Workslop is what happens when the human in the loop role gets skipped. Someone asks an AI tool to draft a deck, a report, or a piece of code, and instead of carefully reviewing, editing, and taking ownership of that output, they pass it along mostly as is, often asking someone else to give feedback or catch what they should have caught themselves. The term was coined by researchers at BetterUp Labs and Stanford’s Social Media Lab in a 2025 study, and describes work that masquerades as finished but lacks the substance to actually move a task forward.

As Louis Carter, CEO of the Best Practice Institute, put it in coverage of the study: the reason it is slop is because the human element, the human in the loop, is not implemented enough for the actual output. The AI did its part, the person just did not do theirs. In the study’s numbers, 40 percent of desk workers said they had received workslop from a colleague in the past month, and each instance cost the receiver close to two hours to sort out, an average of $186 per employee per month once it adds up.

Why ad agencies care

Why workslop matters in agency work.

Agencies run on drafts moving between people under deadline pressure, which makes it easy for the human in the loop step to get quietly skipped and replaced with a note that just says thoughts.
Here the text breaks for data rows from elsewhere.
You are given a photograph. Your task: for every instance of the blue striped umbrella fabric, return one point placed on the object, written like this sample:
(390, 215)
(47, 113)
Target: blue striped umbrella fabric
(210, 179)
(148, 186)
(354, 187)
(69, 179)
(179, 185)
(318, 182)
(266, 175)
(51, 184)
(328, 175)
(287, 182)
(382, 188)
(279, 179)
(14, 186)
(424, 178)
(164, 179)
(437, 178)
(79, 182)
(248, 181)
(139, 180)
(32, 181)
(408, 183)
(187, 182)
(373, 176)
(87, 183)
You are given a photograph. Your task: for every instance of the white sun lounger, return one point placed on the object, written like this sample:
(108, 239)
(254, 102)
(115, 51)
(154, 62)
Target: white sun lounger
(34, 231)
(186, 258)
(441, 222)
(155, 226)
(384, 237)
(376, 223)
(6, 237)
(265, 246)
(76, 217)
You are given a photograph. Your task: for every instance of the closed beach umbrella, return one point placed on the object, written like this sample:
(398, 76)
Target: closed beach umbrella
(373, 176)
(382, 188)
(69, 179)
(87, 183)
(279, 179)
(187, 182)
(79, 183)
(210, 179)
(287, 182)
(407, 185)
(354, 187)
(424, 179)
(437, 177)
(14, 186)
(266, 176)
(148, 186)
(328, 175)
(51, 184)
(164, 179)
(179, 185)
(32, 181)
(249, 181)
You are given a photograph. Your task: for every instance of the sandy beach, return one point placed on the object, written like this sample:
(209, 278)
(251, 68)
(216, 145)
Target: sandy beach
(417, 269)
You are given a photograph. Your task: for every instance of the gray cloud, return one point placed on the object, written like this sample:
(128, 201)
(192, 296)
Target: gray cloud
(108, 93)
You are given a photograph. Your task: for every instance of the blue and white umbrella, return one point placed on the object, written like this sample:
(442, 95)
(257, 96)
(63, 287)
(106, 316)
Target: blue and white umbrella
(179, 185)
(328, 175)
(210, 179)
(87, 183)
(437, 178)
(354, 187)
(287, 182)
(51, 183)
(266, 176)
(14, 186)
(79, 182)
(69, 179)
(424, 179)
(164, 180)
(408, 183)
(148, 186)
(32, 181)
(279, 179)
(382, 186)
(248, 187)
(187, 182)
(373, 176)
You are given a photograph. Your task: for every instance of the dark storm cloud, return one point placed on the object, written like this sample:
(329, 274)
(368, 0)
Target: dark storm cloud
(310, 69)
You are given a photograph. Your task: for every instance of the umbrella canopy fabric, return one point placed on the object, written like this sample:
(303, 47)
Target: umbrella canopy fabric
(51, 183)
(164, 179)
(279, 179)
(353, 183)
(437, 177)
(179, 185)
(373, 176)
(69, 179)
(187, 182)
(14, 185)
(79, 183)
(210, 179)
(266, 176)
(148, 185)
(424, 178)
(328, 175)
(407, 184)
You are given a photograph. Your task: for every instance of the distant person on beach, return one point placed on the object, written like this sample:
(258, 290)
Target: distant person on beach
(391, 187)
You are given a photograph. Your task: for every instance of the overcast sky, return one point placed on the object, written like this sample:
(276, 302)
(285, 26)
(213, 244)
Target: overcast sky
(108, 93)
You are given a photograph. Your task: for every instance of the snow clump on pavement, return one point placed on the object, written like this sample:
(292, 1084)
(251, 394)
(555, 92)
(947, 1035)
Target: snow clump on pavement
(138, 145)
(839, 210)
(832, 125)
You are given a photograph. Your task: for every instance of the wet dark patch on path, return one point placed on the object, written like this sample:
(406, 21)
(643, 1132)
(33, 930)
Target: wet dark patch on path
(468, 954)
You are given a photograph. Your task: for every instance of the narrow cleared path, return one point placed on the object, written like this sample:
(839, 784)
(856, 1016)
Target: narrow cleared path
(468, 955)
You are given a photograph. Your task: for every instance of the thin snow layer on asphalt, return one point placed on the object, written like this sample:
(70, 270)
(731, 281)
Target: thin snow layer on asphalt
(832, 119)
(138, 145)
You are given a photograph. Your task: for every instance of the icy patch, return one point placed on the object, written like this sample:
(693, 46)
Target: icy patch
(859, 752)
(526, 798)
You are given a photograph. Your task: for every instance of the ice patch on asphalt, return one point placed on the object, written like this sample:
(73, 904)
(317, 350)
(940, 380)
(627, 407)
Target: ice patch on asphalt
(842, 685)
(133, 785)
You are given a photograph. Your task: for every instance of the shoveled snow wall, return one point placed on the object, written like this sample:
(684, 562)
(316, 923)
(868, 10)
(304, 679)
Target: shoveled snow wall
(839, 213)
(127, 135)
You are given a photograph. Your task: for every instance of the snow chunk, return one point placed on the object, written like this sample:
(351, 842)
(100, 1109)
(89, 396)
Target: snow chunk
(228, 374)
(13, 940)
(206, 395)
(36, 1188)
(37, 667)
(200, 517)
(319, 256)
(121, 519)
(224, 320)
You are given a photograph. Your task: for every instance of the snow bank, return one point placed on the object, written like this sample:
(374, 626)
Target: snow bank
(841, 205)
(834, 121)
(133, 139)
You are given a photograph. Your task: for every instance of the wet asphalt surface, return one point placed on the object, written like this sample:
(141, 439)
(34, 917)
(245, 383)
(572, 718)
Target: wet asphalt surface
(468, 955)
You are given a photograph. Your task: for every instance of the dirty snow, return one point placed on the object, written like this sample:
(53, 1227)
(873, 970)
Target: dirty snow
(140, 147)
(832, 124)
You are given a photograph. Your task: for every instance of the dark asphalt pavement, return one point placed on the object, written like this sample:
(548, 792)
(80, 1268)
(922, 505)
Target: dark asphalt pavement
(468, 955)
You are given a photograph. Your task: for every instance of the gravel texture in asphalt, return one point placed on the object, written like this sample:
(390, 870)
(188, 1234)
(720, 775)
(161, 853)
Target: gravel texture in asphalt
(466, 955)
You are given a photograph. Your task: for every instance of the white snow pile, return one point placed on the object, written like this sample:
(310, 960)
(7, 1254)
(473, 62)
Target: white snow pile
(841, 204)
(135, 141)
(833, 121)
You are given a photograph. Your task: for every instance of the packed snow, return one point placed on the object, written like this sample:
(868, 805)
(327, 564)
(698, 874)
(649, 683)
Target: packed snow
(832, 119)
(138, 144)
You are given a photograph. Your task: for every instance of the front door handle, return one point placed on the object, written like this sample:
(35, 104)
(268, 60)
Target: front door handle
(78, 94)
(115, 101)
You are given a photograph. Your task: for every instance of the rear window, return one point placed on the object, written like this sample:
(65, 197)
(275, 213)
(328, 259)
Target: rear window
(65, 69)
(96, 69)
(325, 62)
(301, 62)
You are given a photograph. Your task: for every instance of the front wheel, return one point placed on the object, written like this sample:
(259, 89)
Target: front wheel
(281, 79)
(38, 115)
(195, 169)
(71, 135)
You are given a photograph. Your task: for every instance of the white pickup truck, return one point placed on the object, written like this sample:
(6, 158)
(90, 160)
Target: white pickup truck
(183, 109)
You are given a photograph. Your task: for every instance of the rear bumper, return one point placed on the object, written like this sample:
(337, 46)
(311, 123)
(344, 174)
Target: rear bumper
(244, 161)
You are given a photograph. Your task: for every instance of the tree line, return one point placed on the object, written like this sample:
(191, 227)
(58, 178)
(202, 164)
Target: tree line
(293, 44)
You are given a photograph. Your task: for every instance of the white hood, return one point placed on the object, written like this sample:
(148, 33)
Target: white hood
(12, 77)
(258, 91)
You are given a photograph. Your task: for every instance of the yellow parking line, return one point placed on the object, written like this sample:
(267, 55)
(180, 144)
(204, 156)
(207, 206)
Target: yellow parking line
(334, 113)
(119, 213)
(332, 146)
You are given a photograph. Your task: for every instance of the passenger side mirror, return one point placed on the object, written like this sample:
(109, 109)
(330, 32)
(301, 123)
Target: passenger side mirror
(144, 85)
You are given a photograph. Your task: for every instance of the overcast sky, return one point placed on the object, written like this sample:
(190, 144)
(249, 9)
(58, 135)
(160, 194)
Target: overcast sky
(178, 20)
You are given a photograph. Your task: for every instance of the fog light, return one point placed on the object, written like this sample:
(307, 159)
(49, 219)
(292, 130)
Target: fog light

It shows up as a shortcut, not a shortfall in skill. A strategist who is perfectly capable of reviewing an AI drafted competitive analysis skips that step under deadline pressure and forwards it as is, asking a colleague to weigh in instead of doing the first pass themselves. The AI did not fail, the review step did.

It quietly reassigns work instead of eliminating it. The time saved by not reviewing the AI’s output does not disappear, it gets pushed onto whoever receives the deck, the brief, or the script next, and they usually spend more time untangling it than the original author would have spent getting it right the first time.

It erodes trust inside the team fast. Once a colleague has been handed workslop by the same person twice, they start reviewing everything that person sends more skeptically, which slows the whole team down even on work that was actually careful.

In practice

What workslop looks like inside a working ad agency.

A senior strategist needs a first draft pitch deck for a new business meeting in two days. They generate the full deck in a tool like Gamma from a short prompt, skim it once, and send it to a creative director with a one line message: rough draft, let me know what you think. The creative director opens it expecting a starting point to react to, but finds generic positioning language, a competitor slide with outdated logos, and a strategy section that does not actually reflect anything specific about the client’s brief. Instead of giving quick feedback, the creative director ends up rewriting half the deck themselves the night before the pitch. Afterward, the team agrees on a simple standard: whoever generates a first draft with AI owns a real editing pass before it goes to anyone else, checking it against the actual client brief, not just asking a colleague to find the problems for them.